Andando avanti di un secolo, il secondo titolo proposto è Three Guineas di Virginia Woolf che forte degli insegnamenti di chi è venuta prima di lei riesce a fare un passo in avanti, arrivando a proporre un nuovo modello.

Questo perché Woolf è una delle prime a sviluppare la formulazione della differenza sessuale: uomini e donne non sono uguali per niente, ma questa è un’occasione. Gli uomini sono quelli che hanno fatto la guerra, senza pensare che le donne avessero assolutamente voce in capitolo, e le hanno tagliate fuori dal loro spazio. Ciò che cambia, nell’ottica di Woolf, è che si può prendere questo spazio, dove le donne hanno avuto la fortuna di venire escluse tutte insieme, e renderlo nuovo, creativo, spinto verso qualcosa di nuovo. In un’ottica di pace e non di guerra.

«Il modo migliore per stare al mondo, per una donna, e per dare il proprio contributo e prevenire la guerra, non è quello di accordarsi al corteo degli uomini colti, di riprendere le loro parole e seguire i loro metodi, ma di trovare parole nuove, creative, inventare nuovi metodi».

Figlia del passaggio dalla prima alla seconda guerra mondiale, è invece Doris Lessing, che analizza quanto è successo alle donne in quel periodo. Donne che sono uscite dalle loro case, dai loro spazi chiusi; mentre gli uomini erano al fronte, sono entrate nelle fabbriche e hanno lavorato. Nel suo Taccuino d’oro, terzo titolo della collana che nasce dalle letture di Siviero, Lessing registra un momento in cui si può scegliere tra due estremi, se si è donne: si può scegliere l’emancipazione, che però cammina affianco ad un senso di incompletezza, oppure si può adeguarsi, rimanendo infelici.

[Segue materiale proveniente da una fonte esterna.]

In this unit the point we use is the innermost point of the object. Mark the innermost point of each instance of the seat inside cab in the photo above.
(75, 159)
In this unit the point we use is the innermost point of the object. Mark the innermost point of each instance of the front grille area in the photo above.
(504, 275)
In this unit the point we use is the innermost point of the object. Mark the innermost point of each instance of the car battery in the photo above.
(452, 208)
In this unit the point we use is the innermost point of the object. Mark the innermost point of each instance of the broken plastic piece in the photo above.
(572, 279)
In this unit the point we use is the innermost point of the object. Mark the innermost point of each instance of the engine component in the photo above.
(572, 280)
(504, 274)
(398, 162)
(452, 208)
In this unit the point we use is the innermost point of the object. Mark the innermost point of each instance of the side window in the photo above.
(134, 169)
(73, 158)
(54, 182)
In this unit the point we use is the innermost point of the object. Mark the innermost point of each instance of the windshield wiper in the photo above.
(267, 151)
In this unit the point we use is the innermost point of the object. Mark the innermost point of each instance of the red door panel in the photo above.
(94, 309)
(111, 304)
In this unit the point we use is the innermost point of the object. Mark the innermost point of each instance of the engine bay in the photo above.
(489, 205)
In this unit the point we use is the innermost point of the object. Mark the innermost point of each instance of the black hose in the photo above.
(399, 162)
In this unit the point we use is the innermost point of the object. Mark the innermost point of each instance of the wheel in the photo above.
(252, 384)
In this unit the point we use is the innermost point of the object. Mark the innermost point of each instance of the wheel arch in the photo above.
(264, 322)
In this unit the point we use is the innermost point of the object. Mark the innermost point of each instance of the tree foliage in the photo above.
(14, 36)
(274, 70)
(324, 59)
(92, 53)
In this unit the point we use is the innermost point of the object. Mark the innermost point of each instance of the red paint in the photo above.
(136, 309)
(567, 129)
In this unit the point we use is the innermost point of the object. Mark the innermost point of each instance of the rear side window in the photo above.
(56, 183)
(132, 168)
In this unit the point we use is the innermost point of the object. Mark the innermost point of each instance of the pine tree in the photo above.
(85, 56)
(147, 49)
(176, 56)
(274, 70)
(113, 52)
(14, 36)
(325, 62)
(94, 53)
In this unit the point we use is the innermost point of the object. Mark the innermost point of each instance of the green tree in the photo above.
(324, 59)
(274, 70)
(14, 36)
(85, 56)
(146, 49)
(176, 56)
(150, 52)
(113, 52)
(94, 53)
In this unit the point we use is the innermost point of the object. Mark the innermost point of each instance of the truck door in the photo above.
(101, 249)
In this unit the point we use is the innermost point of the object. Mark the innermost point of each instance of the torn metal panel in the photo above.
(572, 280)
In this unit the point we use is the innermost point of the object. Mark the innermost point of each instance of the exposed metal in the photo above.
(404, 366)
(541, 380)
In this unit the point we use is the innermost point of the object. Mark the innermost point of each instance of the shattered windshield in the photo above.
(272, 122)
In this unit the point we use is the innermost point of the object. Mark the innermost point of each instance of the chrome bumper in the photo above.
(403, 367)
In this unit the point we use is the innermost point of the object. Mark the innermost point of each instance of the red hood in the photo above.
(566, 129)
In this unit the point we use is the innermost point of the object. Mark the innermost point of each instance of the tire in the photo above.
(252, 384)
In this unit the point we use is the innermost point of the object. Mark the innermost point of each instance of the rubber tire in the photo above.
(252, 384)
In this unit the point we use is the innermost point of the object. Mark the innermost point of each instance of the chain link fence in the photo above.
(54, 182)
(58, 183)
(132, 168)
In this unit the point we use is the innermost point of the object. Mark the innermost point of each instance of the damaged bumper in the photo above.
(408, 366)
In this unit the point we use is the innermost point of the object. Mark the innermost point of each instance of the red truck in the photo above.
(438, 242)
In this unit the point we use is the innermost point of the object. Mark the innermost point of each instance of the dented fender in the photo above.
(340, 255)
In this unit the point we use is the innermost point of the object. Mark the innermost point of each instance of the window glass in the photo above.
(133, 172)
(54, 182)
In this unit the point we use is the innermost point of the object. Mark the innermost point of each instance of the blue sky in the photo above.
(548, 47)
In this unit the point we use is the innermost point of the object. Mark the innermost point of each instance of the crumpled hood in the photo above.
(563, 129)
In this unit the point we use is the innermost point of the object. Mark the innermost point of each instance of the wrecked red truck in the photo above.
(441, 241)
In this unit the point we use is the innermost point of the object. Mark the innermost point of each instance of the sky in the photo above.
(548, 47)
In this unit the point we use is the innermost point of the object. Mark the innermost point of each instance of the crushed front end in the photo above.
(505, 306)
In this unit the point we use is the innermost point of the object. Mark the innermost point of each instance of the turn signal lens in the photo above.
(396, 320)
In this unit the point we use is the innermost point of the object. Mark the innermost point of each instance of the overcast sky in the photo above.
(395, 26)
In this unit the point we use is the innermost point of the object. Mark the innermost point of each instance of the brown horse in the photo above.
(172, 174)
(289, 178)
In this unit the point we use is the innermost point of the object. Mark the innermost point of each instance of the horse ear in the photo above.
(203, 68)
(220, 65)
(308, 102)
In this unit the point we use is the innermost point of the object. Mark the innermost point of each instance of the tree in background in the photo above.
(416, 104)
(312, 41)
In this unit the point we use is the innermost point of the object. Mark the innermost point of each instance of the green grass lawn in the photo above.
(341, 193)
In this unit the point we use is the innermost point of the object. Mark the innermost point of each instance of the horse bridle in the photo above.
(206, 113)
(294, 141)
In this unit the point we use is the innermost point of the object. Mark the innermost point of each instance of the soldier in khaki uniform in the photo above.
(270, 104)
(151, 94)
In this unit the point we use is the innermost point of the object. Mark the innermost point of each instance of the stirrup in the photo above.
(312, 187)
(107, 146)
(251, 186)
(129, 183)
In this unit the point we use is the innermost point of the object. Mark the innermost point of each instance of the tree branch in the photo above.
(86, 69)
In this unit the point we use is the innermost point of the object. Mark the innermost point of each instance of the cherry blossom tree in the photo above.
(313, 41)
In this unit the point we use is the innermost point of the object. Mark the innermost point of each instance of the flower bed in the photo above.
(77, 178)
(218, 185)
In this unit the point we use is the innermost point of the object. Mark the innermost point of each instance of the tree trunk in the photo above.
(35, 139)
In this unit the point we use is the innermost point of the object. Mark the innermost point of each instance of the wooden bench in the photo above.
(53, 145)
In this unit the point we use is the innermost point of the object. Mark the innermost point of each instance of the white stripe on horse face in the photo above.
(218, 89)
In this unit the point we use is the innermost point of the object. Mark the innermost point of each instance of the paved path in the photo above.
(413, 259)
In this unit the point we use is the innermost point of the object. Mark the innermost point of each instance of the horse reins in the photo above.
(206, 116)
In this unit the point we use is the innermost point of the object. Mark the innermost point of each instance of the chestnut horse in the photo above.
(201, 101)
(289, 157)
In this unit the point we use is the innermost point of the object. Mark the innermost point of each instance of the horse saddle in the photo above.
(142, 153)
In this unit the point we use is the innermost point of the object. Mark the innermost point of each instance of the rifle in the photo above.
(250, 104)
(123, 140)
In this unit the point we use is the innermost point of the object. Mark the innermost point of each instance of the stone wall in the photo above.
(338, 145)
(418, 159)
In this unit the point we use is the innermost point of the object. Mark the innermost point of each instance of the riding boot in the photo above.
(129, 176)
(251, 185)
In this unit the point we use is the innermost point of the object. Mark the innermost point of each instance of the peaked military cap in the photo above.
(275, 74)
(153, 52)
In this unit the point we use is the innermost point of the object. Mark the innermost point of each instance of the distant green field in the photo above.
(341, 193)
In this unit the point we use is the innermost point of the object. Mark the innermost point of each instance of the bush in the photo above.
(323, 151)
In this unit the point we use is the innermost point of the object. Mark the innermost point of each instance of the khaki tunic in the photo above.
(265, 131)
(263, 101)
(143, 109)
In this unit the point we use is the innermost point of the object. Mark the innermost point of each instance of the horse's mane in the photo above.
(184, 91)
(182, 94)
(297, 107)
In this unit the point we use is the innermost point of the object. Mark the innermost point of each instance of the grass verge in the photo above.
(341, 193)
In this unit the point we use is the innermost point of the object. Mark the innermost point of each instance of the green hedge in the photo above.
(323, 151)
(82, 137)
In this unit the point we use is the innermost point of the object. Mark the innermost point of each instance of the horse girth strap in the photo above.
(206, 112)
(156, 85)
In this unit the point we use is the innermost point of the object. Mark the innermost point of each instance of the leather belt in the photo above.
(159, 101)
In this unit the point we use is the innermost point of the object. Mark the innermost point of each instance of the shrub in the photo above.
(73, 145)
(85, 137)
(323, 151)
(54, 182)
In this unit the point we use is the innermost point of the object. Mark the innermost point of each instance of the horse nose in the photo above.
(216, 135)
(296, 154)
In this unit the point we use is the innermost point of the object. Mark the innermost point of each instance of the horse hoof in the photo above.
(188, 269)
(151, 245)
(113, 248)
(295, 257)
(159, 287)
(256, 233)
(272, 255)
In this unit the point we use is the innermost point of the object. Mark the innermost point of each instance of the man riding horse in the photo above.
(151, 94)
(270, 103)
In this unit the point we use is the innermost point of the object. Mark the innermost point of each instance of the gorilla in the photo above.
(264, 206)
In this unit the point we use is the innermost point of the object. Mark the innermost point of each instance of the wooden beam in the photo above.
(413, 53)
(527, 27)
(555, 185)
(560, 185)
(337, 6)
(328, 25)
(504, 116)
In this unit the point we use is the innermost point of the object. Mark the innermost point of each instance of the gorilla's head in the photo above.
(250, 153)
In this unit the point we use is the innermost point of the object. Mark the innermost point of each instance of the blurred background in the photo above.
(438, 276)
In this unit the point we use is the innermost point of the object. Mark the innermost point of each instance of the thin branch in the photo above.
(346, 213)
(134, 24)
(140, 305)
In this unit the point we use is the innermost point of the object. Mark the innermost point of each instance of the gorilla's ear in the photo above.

Il mondo va avanti, gli anni scorrono e così la storia. E il quarto libro proposto è frutto della seconda ondata di femminismo, quella del ’68, che si chiede «perché niente cambia, anche se molto è cambiato?». Secondo Carla Lonzi (Sputiamo su Hegel), il problema sta nella schiavitù sessuale, quindi bisogna partire dalle proprie esperienze, «farne pensiero e politica», dimenticando quanto sempre è stato detto dagli uomini. Bisogna «vivere in nome della propria differenza», mettere in discussione il concetto di potere: le donne devono poter essere soggetti di diritto a tutti gli effetti perché è giusto così, e non perché si sono adeguate ad un paradigma sessuale che non è il loro. E a chi si senta disturbato dall’affermazione di queste differenze Lonzi risponde, molto semplicemente, che a fare grande differenza è l’assenza, millenaria, dalle donne nel racconto dalla storia.

La differenza tra i due è qualcosa che travalica nel patto sociale, nel quale però la violenza resta in mano all'uomo, che può esercitarla su di Lei, che rimane indifesa. Il sovvertimento nel nome della differenza è quindi ciò di cui c'è bisogno anche secondo Luisa Muraro (Dio è volent), l’ultima voce evocata da Siviero nella sua collana.

Giulia Siviero, in quella che è non solo una lezione, ma un dialogo proficuo, ci ricorda l’importanza fondamentale della rappresentazione, del raccontarsi e del sentirsi raccontare. Aiuta a tenere sempre presente quanto il linguaggio faccia la differenza, quanto impegnarsi attivamente faccia la differenza. E che bisogna continuare, perché «l'impossibile tarda solo un po' di più».